Brian Lowry of Variety gave the fifth-season premiere a positive review, writing: After the (rather too) long and winding road to Terminus, "The Walking Dead" opens its fifth season in spectacular fashion, a dazzling adrenaline rush filled with suspense, righteous violence and, before it's all over, genuine emotion. Imbued with cinematic touches, the only downside to this breathtaking episode is pondering what the creative brain trust can do for an encore. Still, AMC's megahit finds itself in a very good place, from the current makeup of its ever-evolving cast to the latitude it has earned to take unexpected detours. Given the hype surrounding the series, it's still impressive to see the producers deliver such a feast.

Zack Handlen of The A.V. Club gave the episode an A− grade, writing: What's most striking about "No Sanctuary," apart from its attempts at thematic resonance, is how quickly and brutally the question of Terminus is resolved. If you'd asked me beforehand, I would've guessed that it would take at least a couple of episodes before Rick and the others could free themselves. I wouldn't have been exactly excited about that, because the longer you stay in a community full of murderous cannibals without any major character being killed, the more the tension just drips away, but it seemed like a reasonable assumption to make, especially when taking into consideration how tricky it was going to be to build the rest of the season. Without the prison home base or an obvious major villain (goodbye, the Governor), we need something to create structure—a group of psychos who harvest human flesh seems like too good a concept to dispose of immediately.

Matt Fowler of IGN rated the episode 9 out of 10, writing that the episode "was a madhouse spectacle of violence and mayhem that gave our heroes a big win and a well-earned reunion. While last season's 'Indifference' and 'The Grove' elevated Carol's character, 'No Sanctuary' made her even more fan-accessible by using her no-nonsense approach to the zompocalypse as a way to shift her into full warrior mode". He also said that the beginning scenes in the episode "featured the most gripping, intense moments".

Terri Schwartz of Zap2it not only gave the episode a positive review, but she also commented on the emotional aspect of the show, writing: "It's truly an impressive feat of storytelling when a show like 'The Walking Dead,' now entering its fifth season, can continue to tell a fresh story that delivers increasingly effective emotional payoffs. Such was the case in the Season 5 premiere, 'No Sanctuary,' which ended with one of the best uplifting moments of the entire series."

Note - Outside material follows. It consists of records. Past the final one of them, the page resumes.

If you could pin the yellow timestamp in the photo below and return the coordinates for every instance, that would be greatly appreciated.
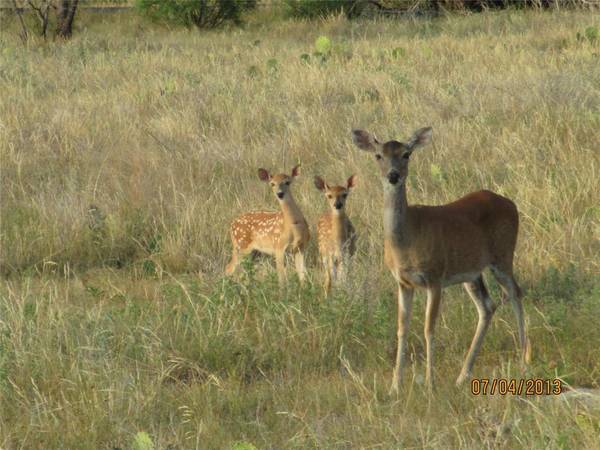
(516, 386)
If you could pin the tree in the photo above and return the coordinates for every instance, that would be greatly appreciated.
(63, 19)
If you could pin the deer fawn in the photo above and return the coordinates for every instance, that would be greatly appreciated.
(272, 232)
(336, 235)
(431, 247)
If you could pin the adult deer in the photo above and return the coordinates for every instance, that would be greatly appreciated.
(335, 233)
(431, 247)
(272, 232)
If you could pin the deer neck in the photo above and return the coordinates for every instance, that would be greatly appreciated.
(395, 213)
(290, 210)
(338, 224)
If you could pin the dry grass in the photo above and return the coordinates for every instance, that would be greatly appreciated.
(117, 320)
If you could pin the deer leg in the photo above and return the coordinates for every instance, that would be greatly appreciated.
(513, 291)
(299, 260)
(230, 269)
(434, 297)
(405, 296)
(280, 264)
(327, 266)
(485, 308)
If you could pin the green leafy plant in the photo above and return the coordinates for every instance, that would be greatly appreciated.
(323, 45)
(241, 445)
(590, 34)
(143, 441)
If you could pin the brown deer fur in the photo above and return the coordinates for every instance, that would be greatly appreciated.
(431, 247)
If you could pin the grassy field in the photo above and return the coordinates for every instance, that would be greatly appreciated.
(116, 319)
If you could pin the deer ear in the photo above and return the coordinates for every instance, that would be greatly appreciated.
(420, 138)
(364, 140)
(320, 183)
(263, 174)
(351, 182)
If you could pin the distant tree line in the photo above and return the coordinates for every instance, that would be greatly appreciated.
(56, 17)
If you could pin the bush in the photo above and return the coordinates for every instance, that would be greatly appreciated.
(199, 13)
(311, 9)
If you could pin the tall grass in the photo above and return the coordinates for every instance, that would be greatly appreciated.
(127, 151)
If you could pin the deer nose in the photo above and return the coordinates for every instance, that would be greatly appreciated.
(393, 177)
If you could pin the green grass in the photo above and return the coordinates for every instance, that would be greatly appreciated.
(116, 321)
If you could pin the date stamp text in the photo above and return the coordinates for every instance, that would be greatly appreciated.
(515, 386)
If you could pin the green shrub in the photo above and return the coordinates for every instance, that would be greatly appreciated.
(199, 13)
(311, 9)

In his 4 star review, Vultures Richard Rys wrote: "If this episode is any indication of what's ahead in season five, it's gonna be an ugly, bloody ride." In yet another 4 star review, Rebecca Hawkes of The Daily Telegraph wrote that the episode "was a powerful season opener that blended the expected quantities of gore and action with one of the show's starkest statements yet about the moral realities of its post-apocalyptic world. As one of the cannibals observed, 'You're either the butcher or the cattle.' By the time the end credits started to roll, her world view felt undeniably true".

===Accolades===
The episode and its sound mixers, Michael P. Clark, Gary D. Rogers, and Daniel J. Hiland, received a 2015 Cinema Audio Society Award nomination for "Outstanding Achievement in Sound Mixing for Television Series – One Hour".